Egyptian Army begins unprecedented operation in Sinai
CAIRO - Egypt launched a large-scale operation to root out Islamic State (ISIS) militants entrenched in the Sinai Peninsula, where fighting between the government and various Islamist terrorist groups has been going on for more than five years.
“The army has never launched an operation of this scale before in Sinai,” said retired army General Sameh Abu Hashema. “For the first time, all military branches are participating, including the navy, the air force and ground troops.”
Comprehensive Operation Sinai 2018, begun February 8, has the goal of eradicating terrorism and securing control over all Egyptian borders, military spokesman Colonel Tamer al-Refaai said.
Operations have not been limited to central and northern Sinai, where ISIS has an entrenched presence, but also took place in the Nile Delta, the Nile Valley and the Western Desert.
The operation came after Egyptian President Abdel Fattah al-Sisi, in late November, gave the military three months to “secure and stabilise” the Sinai Peninsula, following an attack on Al-Rawda mosque in Sinai that killed more than 300 people.
In addition to tens of thousands of troops, the military is using F-16 fighter jets, attack helicopters, tanks and armoured vehicles to secure areas in northern and central Sinai.
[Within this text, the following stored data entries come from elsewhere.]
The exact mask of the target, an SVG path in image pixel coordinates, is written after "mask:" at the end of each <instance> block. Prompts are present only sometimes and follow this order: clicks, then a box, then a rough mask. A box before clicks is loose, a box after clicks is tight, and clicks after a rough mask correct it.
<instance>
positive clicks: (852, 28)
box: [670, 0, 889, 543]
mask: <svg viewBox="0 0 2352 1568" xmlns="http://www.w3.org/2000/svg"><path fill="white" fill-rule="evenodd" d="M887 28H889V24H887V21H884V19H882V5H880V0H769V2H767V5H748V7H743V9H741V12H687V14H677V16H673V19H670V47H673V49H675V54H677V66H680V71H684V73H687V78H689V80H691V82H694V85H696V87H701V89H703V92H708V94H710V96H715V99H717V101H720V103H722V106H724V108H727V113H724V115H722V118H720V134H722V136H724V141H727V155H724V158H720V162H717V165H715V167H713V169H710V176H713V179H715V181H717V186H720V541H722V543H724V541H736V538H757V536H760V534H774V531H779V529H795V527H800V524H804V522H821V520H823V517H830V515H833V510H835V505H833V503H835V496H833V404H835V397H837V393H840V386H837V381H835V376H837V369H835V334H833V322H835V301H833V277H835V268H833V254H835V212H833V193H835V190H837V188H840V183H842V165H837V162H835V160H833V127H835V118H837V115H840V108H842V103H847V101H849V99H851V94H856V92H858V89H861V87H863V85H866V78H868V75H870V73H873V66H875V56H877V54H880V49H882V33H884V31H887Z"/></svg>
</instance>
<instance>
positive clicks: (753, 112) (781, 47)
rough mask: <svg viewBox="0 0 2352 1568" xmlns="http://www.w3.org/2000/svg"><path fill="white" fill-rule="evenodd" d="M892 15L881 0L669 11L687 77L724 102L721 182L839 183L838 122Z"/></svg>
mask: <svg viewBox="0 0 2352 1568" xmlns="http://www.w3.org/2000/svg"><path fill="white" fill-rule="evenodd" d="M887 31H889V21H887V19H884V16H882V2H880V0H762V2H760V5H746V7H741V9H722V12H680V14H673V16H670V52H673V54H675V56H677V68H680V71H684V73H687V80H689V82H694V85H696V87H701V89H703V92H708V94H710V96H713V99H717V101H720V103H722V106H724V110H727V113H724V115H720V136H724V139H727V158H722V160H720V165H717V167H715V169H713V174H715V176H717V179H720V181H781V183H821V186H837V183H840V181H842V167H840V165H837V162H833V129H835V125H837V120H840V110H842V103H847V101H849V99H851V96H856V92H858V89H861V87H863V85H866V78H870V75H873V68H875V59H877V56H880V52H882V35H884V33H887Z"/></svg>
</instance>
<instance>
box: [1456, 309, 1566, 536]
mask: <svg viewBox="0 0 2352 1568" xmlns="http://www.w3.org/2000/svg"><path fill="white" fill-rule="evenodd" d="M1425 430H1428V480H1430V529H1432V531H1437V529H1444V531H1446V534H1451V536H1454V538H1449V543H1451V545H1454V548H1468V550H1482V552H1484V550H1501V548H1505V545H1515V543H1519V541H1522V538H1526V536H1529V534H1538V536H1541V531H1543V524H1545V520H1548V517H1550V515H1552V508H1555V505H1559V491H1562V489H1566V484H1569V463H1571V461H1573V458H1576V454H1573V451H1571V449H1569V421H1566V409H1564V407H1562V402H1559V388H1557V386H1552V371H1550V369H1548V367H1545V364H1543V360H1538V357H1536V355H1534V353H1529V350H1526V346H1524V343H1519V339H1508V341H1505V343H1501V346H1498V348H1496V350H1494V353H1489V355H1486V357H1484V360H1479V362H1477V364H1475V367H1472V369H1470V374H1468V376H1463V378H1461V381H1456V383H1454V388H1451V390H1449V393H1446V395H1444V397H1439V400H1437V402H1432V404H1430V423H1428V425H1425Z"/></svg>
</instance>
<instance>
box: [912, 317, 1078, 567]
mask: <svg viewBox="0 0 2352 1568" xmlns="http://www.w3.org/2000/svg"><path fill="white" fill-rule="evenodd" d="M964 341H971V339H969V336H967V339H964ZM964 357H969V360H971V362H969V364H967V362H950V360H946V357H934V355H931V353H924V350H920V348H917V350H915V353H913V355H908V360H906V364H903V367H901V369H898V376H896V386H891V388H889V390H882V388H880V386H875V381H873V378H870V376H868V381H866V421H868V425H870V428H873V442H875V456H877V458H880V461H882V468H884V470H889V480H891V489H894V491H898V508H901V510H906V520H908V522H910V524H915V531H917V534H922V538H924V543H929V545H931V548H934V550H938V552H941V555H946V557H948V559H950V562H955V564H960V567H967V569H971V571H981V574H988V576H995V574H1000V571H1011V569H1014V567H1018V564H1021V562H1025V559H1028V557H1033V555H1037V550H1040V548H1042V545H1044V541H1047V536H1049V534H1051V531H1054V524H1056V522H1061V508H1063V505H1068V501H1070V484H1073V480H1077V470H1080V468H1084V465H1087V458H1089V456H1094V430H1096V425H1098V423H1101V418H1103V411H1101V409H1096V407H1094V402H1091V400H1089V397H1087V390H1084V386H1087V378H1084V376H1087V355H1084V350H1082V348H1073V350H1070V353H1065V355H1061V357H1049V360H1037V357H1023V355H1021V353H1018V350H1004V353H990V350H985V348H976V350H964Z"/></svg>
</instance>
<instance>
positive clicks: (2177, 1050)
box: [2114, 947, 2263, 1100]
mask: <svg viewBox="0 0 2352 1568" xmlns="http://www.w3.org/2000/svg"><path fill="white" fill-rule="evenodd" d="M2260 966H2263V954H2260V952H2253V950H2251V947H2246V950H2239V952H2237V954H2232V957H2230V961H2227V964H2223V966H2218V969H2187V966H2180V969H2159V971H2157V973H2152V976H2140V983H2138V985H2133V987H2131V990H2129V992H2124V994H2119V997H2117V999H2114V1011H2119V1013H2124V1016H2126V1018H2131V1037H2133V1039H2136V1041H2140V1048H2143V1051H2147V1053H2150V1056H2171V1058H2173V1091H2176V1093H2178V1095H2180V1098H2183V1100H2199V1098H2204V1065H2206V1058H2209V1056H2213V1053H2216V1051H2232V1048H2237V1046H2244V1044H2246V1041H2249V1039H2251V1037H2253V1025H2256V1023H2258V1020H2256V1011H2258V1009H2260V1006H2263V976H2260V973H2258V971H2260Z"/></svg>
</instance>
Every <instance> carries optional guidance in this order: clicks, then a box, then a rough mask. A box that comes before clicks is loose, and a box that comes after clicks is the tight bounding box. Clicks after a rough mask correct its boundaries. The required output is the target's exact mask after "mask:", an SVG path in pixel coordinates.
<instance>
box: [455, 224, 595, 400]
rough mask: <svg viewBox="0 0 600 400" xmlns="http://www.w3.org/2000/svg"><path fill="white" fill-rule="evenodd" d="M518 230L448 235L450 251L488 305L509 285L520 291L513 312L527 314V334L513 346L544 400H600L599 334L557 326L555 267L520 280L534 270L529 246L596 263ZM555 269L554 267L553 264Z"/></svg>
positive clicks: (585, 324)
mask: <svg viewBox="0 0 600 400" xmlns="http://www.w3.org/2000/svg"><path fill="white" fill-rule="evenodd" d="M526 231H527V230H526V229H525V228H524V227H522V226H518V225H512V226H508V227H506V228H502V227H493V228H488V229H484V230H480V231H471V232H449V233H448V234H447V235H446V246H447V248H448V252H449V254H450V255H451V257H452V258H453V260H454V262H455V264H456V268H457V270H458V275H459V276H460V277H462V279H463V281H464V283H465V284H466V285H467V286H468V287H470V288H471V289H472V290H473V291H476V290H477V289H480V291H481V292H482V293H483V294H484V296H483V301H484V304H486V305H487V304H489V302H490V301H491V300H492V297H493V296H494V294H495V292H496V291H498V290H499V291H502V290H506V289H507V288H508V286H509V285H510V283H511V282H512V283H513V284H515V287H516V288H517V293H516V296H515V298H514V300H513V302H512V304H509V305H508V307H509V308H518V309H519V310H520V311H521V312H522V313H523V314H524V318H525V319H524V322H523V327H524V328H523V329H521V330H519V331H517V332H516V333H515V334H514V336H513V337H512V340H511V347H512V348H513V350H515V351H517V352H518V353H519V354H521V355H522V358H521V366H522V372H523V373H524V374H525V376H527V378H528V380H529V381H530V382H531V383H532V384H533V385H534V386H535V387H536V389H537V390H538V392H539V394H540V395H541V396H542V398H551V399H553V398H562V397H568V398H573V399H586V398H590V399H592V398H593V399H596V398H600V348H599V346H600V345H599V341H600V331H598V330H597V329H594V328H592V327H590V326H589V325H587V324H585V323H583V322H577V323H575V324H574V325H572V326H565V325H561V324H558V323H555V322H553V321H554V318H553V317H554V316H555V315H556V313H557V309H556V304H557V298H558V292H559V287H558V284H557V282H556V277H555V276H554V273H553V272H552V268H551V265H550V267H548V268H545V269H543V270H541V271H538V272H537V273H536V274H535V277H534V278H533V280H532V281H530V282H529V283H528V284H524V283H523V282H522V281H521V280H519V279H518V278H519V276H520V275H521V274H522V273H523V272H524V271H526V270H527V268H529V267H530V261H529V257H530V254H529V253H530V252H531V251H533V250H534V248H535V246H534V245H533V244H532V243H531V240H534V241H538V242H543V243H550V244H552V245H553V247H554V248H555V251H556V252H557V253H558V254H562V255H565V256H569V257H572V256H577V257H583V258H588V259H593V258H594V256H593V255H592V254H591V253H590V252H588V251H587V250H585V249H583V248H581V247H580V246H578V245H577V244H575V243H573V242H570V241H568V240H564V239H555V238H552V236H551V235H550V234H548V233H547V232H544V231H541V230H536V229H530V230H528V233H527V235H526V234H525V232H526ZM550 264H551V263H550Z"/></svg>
The Egyptian Army said dozens of militants had been killed and hundreds more arrested.
Egypt has been fighting militants in the Sinai Peninsula since the 2011 revolution. However, the insurgency took a major turn in 2013 following the ouster of Islamist President Muhammad Morsi.
Both al-Qaeda-linked militants and ISIS are known to operate in the Sinai Peninsula, which has suffered decades of neglect from the central government, leading to disenchantment among local tribes. Al-Qaeda and ISIS have even fought each other, with ISIS’s branch — known as Sinai Province — believed to be encouraging foreign fighters to go to the region.
Military analysts said the army in recent months collected intelligence about terrorist hideouts, arms depots and supply routes to plan a massive multipronged operation across the country.
On February 10, military troops took control of ISIS’s local media centre in what many deemed a major blow to the organisation. The centre, media reports said, contained valuable information about militants and their combat plans.
Despite statements from the Egyptian Army announcing successful missions, questions remain as to whether Operation Sinai 2018 will end ISIS’s presence in Egypt. ISIS and other Islamist militant groups have been operating in Sinai for years and previous military operations failed to dislodge them.
“This means that they are totally familiar with the vast deserts of the peninsula and its mountains, which gives them an advantage,” said Sameh Eid, a former member of the Muslim Brotherhood and an expert on Islamist terrorist movements. “Some of the militants are also highly trained and have very advanced weapons.”
In late December, ISIS destroyed a military helicopter shortly after it touched down at Al-Arish Military Airport. The attack narrowly missed killing Egypt’s defence and interior ministers, who had just disembarked from the helicopter.
The precision of the rocket fired on the helicopter and the intelligence required to carry out the attempted assassination of two ministers — who were secretly visiting Sinai — offered insight into ISIS’s increasingly sophisticated capabilities.
Many ISIS militants fleeing Syria and Iraq are believed to have travelled to Sinai. Hardened by years of fighting, these foreign militants are believed to be behind the recent terrorist attacks in Egypt, including the mosque massacre. Witnesses to the attack said the gunmen spoke Levantine Arabic.
A second objective of the operation, the military said, was to secure Egypt’s borders and the timing of Operation Sinai 2018 was meant to send a message as Cairo faces regional challenges, analysts said.
The operation coincides with increasing tensions between Egypt and Turkey over maritime borders and natural resources in the eastern Mediterranean. Cairo is also dealing with a crisis with Addis Ababa and Khartoum over Nile water rights and Ethiopia’s construction of the Grand Renaissance Dam.
“Some regional powers are mistakenly thinking that they can encroach on Egypt’s borders easily and without problems,” said Samir Ghattas, a member of the Egyptian parliament. “To these powers, it must be clear that Egypt has an army that can defend its interests and its borders with all force.”